To conclude, data from this study can be very useful. A master antibiogram for our region would allow tertiary care institutions to consider resistance patterns in hospitals referring patients and to select appropriate antimicrobial therapy or change drugs in non-responding patients. The concept of "presumptive antimicrobial therapy" could replace that of "empiric antimicrobial therapy"; based on common pathogens, known susceptibility patterns and host factors in any given region. Then, implementing continued local surveillance programmes for antibiotic resistance is essentially important. Also further local studies should be carried out to elucidate the mechanisms of resistance of different pathogens in LRTIs. Judicious use of antimicrobials is essential to prevent the emergence of resistant and/or MDR bacteria in LRTIs.
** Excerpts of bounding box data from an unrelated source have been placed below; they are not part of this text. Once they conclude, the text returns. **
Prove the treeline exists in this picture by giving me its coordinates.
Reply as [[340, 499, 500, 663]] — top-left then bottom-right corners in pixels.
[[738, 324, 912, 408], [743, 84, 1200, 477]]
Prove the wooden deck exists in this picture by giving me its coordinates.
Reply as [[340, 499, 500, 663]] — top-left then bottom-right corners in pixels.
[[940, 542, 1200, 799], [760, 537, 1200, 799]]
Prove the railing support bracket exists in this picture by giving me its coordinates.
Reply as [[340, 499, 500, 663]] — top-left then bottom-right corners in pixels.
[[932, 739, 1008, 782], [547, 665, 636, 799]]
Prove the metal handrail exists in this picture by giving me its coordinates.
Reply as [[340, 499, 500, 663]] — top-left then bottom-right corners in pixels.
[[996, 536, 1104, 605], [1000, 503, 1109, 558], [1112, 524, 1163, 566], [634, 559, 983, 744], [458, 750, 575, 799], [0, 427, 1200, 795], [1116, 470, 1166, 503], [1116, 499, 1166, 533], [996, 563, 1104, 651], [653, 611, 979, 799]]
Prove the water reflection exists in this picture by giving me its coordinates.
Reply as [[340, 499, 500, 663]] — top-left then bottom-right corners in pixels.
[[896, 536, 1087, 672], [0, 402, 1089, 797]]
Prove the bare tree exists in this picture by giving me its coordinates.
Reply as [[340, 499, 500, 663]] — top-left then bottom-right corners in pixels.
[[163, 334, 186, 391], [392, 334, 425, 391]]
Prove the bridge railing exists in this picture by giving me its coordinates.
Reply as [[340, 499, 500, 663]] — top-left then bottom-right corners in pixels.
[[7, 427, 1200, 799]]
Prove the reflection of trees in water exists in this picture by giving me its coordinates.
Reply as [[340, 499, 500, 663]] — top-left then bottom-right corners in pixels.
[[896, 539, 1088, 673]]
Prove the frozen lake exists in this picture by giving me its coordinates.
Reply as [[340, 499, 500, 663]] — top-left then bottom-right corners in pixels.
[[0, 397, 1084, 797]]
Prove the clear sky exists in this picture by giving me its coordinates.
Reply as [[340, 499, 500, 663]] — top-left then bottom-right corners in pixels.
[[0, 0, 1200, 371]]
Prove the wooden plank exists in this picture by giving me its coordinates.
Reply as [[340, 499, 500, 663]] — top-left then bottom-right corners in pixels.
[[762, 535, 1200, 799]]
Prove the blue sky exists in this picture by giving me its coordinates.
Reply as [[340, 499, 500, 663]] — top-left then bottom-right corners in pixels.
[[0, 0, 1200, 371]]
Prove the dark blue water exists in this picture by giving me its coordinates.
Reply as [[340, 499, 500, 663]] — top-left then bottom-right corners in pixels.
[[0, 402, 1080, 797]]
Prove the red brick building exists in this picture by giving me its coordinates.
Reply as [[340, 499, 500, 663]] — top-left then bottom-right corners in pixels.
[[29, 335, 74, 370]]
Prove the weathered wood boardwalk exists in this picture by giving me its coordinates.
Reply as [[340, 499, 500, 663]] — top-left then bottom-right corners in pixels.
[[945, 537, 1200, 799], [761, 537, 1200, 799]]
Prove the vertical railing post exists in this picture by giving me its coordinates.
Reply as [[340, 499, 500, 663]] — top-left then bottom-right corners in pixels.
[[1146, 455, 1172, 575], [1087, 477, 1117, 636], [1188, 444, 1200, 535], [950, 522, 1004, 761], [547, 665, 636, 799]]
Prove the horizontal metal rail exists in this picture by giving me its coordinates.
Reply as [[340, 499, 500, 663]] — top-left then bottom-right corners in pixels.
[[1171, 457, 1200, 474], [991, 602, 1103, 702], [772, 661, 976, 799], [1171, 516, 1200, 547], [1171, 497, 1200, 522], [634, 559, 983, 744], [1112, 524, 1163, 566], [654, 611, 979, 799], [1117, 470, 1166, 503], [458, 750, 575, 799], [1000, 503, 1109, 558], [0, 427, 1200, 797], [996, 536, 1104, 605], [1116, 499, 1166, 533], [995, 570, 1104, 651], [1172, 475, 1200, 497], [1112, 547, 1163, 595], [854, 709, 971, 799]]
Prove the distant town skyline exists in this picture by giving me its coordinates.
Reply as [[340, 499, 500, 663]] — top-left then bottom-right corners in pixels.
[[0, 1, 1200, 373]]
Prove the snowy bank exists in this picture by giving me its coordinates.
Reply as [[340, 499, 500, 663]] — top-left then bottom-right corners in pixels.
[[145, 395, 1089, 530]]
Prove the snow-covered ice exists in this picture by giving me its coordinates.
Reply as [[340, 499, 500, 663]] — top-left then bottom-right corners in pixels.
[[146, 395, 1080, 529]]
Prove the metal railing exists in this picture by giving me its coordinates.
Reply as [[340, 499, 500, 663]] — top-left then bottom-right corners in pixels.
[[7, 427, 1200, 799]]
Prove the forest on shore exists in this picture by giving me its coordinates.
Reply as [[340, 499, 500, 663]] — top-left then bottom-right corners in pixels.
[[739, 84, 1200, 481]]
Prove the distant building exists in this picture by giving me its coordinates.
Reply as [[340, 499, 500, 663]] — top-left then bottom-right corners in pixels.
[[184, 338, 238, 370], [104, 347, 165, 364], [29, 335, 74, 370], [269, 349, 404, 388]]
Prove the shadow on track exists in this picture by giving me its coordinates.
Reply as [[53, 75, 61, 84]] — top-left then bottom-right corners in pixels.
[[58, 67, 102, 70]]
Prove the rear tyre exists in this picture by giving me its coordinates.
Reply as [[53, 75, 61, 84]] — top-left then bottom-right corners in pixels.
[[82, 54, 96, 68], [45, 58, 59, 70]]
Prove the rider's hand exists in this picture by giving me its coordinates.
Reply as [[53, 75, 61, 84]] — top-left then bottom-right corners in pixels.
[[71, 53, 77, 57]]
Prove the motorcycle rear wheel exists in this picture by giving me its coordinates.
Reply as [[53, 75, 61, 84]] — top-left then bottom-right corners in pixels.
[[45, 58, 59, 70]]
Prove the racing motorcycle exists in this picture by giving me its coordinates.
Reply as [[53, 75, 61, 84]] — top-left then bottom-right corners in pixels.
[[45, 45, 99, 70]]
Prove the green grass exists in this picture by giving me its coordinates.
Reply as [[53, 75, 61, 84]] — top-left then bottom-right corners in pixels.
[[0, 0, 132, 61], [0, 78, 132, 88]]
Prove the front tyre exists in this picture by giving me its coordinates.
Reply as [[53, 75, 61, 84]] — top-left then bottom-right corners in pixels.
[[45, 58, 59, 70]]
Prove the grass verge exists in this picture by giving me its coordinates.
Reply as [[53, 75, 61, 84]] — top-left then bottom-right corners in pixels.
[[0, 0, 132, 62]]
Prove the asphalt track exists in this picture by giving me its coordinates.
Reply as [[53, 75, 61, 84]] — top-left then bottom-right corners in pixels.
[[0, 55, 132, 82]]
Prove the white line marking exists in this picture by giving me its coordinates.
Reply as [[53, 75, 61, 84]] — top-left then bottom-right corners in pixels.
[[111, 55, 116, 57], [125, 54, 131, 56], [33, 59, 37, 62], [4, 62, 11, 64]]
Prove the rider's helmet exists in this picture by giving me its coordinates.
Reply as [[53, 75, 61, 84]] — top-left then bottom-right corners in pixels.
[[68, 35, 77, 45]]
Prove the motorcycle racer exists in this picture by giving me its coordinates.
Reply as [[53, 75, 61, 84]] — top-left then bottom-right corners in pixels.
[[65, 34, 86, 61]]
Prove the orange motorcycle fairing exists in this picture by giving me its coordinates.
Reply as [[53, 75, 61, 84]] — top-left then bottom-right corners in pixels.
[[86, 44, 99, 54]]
The most predominant bacteria for CAP in Upper Egypt are S. pneumoniae and atypical organisms, while that for HAP are MRSA and Gram negative bacteria. For acute exacerbation of COPD, H. influenzae and S. pneumoniae were the commonest responsible organisms. Respiratory quinolones, macrolides, and cefepime are the most efficient antibiotics in treatment of lower bacterial respiratory tract infections in our locality.
List of Abbreviations
AECOPD, acute exacerbations of chronic obstructive pulmonary disease; BAL, bronchoalveolar lavage CAP, community-acquired pneumonia; CFU, colony forming unit; CLSI, Clinical and Laboratory Standards Institute; COPD, chronic obstructive pulmonary disease; GOLD, The Global Initiative for Chronic Obstructive Lung Disease; HAP, hospital-acquired pneumonia; IFA, immunofluorescent assay LRTI, lower respiratory tract infections; MDR, multidrug-resistant; MRSA, methicillin-resistant Staphylococcus aureus; MSSA, methicillin-sensitive Staphylococcus aureus; PPMO, potential pathogenic microorganisms.